So what should we be eating?

I have been mulling over George Monbiot’s recent announcement that he has become (almost) vegan in response to environmental impacts of animal agriculture. As a soil scientist concerned about maintaining soil quality and preventing soil degradation in the UK and overseas, I get a bit worried when people suggest we should exclude animals from our food production systems. We know that the best way to ensure healthy, productive arable soils is to rotate annual crops with longer term soil building grass/clover leys. Ideally, 25-30% of cropped land should be under a ley at any one time. It then makes sense to have some ruminants in the system to consume the forage produced by this soil-building phase. If we don’t do this, how can we incentivise farmers to leave land idle for so much time? And what about the need to maximize food production in response to growing world populations? Surely, well managed, mixed farming systems where animals are raised primarily on forages have a place in future sustainable food systems?

I started to read around the subject this week and came across this article by Peters et al. in the new journal Elementa, which investigates the carrying capacity of US agricultural land comparing ten different diets. They start their article by saying that one of the most perplexing questions in sustainability science is, “What should we eat?” (more or less how I ended my first blog!). It’s a fascinating study and well worth a read, but if you don’t have the time, some key points have been summarized in this short article. Their study focussed on the mainland US and included cropland (134 M ha or 31% of the total land available for food production) and permanent grazing land which is not suitable for cropping (299 M ha or 69% of the total). They assumed that at any one time about 70% of the total cropland was in cultivated crops (allowing about 30% to be in a soil-building grass ley as described above). The diets included a range of omnivorous options with different percentages of meat, ovolacto-vegetarian, lacto-vegetarian and vegan. While the vegan diet required less land to feed a person in a year, it also resulted in the lowest carrying capacity for the land because it essentially “wasted” the land that was in a soil-building ley and also didn’t use any of the permanent grassland.

It would be interesting to see a similar study conducted using the UK agricultural land base, but I suspect this would be further complicated by our reliance on imports, particularly of soya.
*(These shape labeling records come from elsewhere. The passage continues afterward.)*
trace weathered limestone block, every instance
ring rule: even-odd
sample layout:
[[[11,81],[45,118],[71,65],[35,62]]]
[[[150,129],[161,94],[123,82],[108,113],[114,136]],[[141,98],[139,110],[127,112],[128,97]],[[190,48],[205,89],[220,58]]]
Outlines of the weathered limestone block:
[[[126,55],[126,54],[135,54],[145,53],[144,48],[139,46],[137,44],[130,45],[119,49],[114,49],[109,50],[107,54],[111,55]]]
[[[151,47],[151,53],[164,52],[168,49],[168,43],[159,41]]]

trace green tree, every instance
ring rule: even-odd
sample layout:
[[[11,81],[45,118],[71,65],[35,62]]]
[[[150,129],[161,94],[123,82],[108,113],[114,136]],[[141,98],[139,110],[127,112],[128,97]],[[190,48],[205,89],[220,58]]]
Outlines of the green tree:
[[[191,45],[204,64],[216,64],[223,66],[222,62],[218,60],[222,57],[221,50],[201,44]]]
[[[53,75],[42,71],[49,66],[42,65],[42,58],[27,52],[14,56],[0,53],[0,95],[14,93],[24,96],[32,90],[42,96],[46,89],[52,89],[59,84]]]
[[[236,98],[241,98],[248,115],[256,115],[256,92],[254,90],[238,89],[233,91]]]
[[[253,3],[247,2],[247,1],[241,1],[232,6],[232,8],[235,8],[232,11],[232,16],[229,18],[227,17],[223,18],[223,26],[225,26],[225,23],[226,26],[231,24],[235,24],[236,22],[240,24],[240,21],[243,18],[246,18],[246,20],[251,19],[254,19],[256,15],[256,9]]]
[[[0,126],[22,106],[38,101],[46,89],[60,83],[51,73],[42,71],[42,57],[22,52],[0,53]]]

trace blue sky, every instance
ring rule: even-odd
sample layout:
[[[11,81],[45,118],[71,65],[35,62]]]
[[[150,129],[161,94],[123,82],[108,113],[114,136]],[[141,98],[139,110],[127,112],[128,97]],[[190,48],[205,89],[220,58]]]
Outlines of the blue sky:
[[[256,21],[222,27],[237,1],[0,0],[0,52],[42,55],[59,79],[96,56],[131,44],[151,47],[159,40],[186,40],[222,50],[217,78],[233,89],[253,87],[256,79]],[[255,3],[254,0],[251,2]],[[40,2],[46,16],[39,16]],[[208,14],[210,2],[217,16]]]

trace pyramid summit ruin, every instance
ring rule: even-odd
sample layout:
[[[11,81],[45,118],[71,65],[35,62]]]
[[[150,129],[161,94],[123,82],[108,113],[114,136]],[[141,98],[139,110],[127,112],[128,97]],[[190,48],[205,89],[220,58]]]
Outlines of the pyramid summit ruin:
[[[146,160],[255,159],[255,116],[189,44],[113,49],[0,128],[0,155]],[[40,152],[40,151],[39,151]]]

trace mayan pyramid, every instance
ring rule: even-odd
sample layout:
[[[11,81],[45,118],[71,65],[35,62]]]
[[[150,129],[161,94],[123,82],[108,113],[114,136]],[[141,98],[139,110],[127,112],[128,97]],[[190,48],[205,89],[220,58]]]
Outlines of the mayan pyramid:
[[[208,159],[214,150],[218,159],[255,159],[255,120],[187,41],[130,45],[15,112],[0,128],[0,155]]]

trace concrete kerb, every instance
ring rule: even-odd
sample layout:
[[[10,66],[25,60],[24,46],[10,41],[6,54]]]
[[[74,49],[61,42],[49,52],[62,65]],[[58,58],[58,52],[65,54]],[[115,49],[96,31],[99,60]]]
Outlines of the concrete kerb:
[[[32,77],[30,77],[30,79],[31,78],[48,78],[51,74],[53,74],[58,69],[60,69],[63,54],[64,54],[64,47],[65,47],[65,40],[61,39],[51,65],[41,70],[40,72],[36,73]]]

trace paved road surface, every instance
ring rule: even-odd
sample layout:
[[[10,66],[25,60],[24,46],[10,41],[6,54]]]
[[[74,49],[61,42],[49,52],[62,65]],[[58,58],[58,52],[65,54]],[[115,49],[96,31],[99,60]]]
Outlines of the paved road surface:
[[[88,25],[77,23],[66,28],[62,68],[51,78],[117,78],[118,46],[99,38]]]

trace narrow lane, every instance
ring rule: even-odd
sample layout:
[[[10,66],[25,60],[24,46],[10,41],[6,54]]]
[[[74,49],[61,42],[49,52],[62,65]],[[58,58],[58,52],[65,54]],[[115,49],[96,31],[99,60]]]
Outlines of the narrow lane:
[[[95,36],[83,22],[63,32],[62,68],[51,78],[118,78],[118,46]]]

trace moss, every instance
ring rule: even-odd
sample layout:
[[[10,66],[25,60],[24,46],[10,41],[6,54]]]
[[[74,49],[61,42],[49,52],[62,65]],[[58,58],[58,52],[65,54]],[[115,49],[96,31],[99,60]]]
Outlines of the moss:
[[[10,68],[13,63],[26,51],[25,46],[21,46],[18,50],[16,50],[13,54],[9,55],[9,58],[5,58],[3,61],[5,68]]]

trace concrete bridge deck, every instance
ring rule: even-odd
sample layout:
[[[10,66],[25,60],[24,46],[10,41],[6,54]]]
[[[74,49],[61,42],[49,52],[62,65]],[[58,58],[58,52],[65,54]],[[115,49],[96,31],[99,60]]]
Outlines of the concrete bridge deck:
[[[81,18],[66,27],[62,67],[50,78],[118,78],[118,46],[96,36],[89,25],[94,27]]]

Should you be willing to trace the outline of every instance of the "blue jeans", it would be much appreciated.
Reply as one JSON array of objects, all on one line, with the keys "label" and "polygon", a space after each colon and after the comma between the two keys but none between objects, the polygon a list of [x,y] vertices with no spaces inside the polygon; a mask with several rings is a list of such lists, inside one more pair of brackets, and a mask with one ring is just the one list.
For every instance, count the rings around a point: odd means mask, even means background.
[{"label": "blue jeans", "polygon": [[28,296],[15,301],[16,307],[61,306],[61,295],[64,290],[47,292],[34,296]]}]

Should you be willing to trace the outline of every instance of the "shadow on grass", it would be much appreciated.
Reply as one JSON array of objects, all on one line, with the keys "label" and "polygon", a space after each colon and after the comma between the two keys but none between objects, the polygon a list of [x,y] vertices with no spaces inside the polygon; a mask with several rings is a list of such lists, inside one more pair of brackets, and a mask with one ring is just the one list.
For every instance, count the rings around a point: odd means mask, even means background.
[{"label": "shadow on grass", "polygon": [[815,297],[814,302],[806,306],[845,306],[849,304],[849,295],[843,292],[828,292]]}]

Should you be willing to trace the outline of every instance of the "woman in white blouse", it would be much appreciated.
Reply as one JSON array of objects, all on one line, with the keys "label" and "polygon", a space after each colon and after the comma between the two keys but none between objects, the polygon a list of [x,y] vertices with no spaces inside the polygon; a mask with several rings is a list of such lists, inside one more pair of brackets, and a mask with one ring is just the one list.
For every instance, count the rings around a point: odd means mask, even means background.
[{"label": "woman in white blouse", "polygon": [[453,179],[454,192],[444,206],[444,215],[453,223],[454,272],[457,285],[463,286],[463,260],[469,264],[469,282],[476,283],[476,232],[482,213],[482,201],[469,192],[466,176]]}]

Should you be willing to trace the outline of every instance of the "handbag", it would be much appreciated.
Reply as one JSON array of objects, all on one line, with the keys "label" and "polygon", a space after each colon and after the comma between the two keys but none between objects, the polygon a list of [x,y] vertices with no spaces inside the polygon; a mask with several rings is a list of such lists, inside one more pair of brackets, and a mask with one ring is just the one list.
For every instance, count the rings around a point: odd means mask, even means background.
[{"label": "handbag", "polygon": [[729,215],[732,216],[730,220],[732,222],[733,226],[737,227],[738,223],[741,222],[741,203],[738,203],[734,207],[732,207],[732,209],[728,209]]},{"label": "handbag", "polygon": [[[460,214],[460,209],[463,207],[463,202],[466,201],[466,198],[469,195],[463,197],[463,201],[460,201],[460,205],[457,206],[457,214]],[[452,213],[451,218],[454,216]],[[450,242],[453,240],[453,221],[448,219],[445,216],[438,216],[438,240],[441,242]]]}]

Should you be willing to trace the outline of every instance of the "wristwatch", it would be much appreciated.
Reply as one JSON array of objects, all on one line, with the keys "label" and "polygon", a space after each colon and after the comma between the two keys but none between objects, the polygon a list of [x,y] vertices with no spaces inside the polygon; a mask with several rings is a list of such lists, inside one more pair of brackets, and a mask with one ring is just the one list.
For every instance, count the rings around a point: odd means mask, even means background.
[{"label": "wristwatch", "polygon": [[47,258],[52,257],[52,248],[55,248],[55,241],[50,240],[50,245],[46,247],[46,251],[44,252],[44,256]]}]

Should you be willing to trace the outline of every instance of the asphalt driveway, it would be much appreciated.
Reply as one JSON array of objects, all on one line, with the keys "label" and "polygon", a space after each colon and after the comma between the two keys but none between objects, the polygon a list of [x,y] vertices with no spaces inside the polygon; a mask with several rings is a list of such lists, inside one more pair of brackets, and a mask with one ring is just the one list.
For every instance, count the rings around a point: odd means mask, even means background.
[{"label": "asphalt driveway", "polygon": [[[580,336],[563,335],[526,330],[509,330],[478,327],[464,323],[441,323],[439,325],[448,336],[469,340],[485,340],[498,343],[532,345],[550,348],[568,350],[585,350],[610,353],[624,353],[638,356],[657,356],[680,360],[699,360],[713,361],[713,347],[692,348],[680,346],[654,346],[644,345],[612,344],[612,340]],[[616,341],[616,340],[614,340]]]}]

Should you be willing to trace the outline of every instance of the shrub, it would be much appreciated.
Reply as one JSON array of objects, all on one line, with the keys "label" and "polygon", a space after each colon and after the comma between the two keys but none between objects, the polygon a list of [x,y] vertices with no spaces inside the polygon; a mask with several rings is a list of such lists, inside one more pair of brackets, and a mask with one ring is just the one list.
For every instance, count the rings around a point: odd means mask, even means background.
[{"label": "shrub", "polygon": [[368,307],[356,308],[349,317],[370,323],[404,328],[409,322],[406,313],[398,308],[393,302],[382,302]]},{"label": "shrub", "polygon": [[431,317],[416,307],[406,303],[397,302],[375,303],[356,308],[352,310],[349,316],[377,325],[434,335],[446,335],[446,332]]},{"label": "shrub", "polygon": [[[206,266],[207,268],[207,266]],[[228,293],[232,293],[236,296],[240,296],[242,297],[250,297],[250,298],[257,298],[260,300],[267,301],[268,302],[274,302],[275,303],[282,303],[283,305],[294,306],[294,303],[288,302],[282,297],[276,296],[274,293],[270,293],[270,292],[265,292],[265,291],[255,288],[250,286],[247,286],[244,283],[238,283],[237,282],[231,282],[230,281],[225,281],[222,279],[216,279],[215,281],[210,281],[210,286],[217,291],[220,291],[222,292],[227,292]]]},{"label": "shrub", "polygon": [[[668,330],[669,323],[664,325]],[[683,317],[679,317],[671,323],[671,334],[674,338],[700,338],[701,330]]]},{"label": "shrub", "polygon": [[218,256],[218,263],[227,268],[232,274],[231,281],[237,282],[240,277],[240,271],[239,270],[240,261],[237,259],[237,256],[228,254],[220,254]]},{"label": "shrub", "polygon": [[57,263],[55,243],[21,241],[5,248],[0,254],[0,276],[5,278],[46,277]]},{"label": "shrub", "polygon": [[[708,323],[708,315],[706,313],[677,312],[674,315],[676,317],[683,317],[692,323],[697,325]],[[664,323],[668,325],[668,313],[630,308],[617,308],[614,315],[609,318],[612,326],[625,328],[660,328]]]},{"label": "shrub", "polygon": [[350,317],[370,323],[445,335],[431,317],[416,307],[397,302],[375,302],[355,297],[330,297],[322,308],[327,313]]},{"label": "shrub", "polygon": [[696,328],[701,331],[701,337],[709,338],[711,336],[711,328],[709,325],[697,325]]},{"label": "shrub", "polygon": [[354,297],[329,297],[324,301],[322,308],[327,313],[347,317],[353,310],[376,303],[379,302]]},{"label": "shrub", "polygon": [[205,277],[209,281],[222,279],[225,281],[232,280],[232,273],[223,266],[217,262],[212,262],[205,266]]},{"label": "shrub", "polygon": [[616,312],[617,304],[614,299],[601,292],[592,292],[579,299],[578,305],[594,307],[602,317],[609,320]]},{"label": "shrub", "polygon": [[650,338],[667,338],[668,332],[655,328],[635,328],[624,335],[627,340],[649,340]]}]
The US has the luxury of a huge and diverse agricultural land base that can potentially feed their whole population – this made Peters et al’s study relatively simple. Our agricultural land base is only about 4% of what is available in the US, yet our population is almost a third of the US. So here we would have to consider scenarios with varying reliance on imports and consider the trade-offs among different dietary, environmental and ethical goals – lots of food for thought!